Nick Corley staged previous readings of Summer of '42.

Songs in the show include "Someone To Dance With Me," "Will That Ever Happen To Me?" and the solo for Dorothy, "Losing Track of Time."

Asked about how Summer came into fruition, composer-lyricist Kirshenbaum told Playbill On-Line (May 3, 1999), "It was Hunter Foster's idea, and we've been working on it just over a year in earnest. He and I went to the University of Michigan together. In fact, he had a lead role in the first musical I ever wrote. Anyway, he had the idea, and I said, `if you can get the rights to it, go ahead,' figuring these things are impossibly complicated. Hunter's lawyer approached [screenwriter] Herman Raucher's lawyers, and in a month we had the rights. We started working on it February of last year and held a private reading for ourselves in March."

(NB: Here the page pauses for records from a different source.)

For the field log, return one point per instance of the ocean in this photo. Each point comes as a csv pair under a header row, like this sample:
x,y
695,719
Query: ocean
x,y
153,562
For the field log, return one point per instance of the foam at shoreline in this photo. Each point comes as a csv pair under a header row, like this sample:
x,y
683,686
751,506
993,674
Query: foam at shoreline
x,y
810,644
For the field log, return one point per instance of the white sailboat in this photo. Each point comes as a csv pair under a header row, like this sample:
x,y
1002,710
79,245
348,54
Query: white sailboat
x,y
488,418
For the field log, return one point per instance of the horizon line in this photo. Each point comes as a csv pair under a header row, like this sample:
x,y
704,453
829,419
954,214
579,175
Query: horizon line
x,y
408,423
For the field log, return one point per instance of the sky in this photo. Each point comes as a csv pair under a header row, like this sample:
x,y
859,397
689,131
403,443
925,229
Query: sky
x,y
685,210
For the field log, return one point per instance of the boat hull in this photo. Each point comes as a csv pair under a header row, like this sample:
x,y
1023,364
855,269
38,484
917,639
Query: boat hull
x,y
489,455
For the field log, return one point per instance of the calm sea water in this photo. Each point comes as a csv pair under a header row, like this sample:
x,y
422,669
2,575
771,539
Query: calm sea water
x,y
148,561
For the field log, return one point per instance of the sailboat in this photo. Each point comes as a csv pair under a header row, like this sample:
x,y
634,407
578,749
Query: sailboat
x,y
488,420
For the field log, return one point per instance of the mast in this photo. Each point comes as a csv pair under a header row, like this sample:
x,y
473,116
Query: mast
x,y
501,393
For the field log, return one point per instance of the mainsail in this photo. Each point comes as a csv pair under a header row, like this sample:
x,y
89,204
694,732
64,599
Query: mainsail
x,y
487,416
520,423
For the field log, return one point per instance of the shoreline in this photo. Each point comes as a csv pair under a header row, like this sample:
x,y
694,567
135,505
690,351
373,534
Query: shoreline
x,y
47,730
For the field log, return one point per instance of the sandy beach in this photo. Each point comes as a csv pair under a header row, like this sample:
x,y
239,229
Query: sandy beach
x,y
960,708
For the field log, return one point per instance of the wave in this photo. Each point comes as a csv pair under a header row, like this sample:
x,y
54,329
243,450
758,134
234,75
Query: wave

Asked what he felt was special about the material, Kirshenbaum said, "It's a memory play. People remember the movie's nostalgic element, the relationship between Dorothy and Hermie, but I think the piece is more about loss. It's very touching. Through this first love of his life, Hermie goes through every kind of emotion you can experience in a relationship. Of course, it's also very funny."